The practice of large companies incrementally raising premiums for long-term customers on goods and services they provide is known as ‘loyalty tax’, and Australia is particularly notorious for it.

These companies slowly increase margins on their ‘back-book’ (medium to long-term customers), making them more profitable than the more competitive ‘front-book’ (recently acquired customers). They are able to do this because Australia’s distance and scale make it a relatively uncompetitive market, in which companies can leverage their dominance to overcharge.

Tax and bills.
Energy companies have been the first to be targeted by new reforms around ‘loyalty tax’.

In the global context, Australia’s economic environment is becoming even less competitive. Whereas in 2004, Australia was the world’s 9th most competitive economy, today it is the 21st. From this came the moniker ‘treasure island’, an appealing place for businesses to charge customers higher margins than the global norm.

But as anxieties around cost of living in Australia soar, service providers will likely see regulatory reform that impacts business models that take advantage of loyal customers. Indeed, the ACCC is overtly and publicly penalising providers who short-change customers and fix prices, notably Sony, Kogan and Garuda in recent days.

If businesses cannot address this practice among their own ranks, they risk serious economic and reputational damage.

A changing tide

Ipsos’ April 2019 issues monitor demonstrates that Australia’s growing cost of living is the most significant concern for Gen Z, Millennials and Gen X in Australia.
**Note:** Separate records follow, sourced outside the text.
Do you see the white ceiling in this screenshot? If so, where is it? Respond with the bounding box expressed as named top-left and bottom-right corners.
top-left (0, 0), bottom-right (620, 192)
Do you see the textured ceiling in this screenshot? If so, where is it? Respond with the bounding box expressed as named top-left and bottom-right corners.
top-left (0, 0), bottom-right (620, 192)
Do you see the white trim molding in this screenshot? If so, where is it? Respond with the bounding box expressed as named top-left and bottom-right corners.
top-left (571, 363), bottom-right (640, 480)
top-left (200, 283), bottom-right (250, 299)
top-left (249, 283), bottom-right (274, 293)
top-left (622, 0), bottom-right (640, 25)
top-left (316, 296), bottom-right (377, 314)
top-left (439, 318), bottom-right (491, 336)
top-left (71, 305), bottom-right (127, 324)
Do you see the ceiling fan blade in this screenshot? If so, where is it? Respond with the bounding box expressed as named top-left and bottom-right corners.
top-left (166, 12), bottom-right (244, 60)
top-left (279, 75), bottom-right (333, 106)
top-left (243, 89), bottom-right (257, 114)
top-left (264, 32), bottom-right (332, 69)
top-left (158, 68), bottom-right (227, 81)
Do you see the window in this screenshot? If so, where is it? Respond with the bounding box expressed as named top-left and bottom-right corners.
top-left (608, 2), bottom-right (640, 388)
In accordance with rising living costs in Australia – especially in cities – an undercurrent of resentment about companies overcharging loyal customers has built into a tidal shift.

In 2017, then Energy Minister Josh Frydenberg compelled electricity retailers to inform customers of the end of their initial discount period and inform them that, if they did nothing, their electricity prices would increase.

The electricity industry has been the first to face serious regulatory reform, but the recommendations in the banking royal commission, based on the finding that large banks were overcharging long-time customers by around $850 a year, indicate that all sectors will be held to account.

No industry is safe from this kind of scrutiny and reform, and the ACCC has been clear and unequivocal: these reforms will damage revenue for companies affected by them.

This provides threats and opportunities for Australian businesses. 

For challenger brands, campaigning to implement these reforms is a cost-effective way to acquire new customers. For established brands, there is significant risk unless they can transition to a model that is not based on slugging loyal customers.

Industry re-regulation will be complex. Aside from re-strategising to enhance revenue in other ways, companies will need to reconsider their regulatory and government affairs strategies and deftly negotiate external and internal communications in times of change.

Consumer-focused messaging must emphasise transparency, accountability, and a people-before-profit mentality. Internal messaging, on the other hand, must manage the potential internal structural changes necessitated by regulatory reforms.

If the government acts to end the loyalty tax in your industry, is it an opportunity or a threat?